November 2, 2011
Library usage and funding trends nationwide are on the decline due in part to the convenience and accessibility digital information, but libraries can respond by developing stronger community engagement and involvement, according to a Winston-Salem State University (WSSU) administrator and author.
According to Dr. Mae L. Rodney, WSSU director of library services, friend raising is as important as any form of fundraising which is required for libraries to survive in the current economic downturn. Rodney is author of the new book titled Friends Inviting Friends. The book Chronicles 25 years of friend raising and captures the history of the WSSU Friends of the Library organization. It also provides a how-to-guide for establishing such an organization, offering candid reviews of the varied fundraising events hosted over the years, as well as why organizational leadership may need to reorganize and re-strategize as required by the times and trends.

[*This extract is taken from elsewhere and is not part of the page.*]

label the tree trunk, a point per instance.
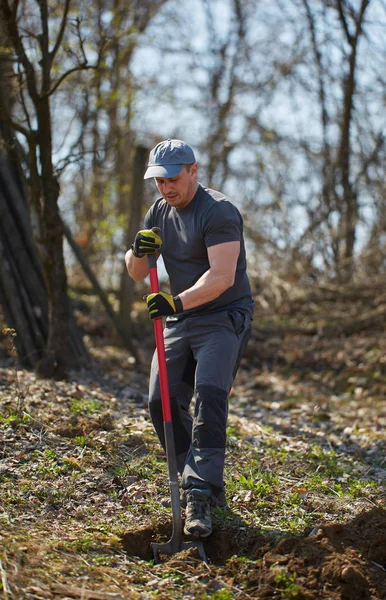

“In many environments because of declining usage, library funding nationwide is in jeopardy of being dramatically reduced. Factors such as changing publishing trends, the rapid rise in the use of media and possibly most significant, the almost overnight explosion in the convenience and accessibility of digital information, all have caused this decline, notes Rodney.”
Rodney believes strong community involvement through the delivery of community programs such as social events including dinner events, evenings of mystery and live dramatic performances, music and dance events, art exhibits, book sales and auctions will lead to financial support that will help libraries survive.
“Because of today’s technology society, the shift to electronic resources has many scholars and librarians worrying about the loss of a central community resource in physical libraries, whether they are at the university or public level,” noted Rodney. “But to be successful, libraries must have to capacity to be engaging and convenient to its users and supporters."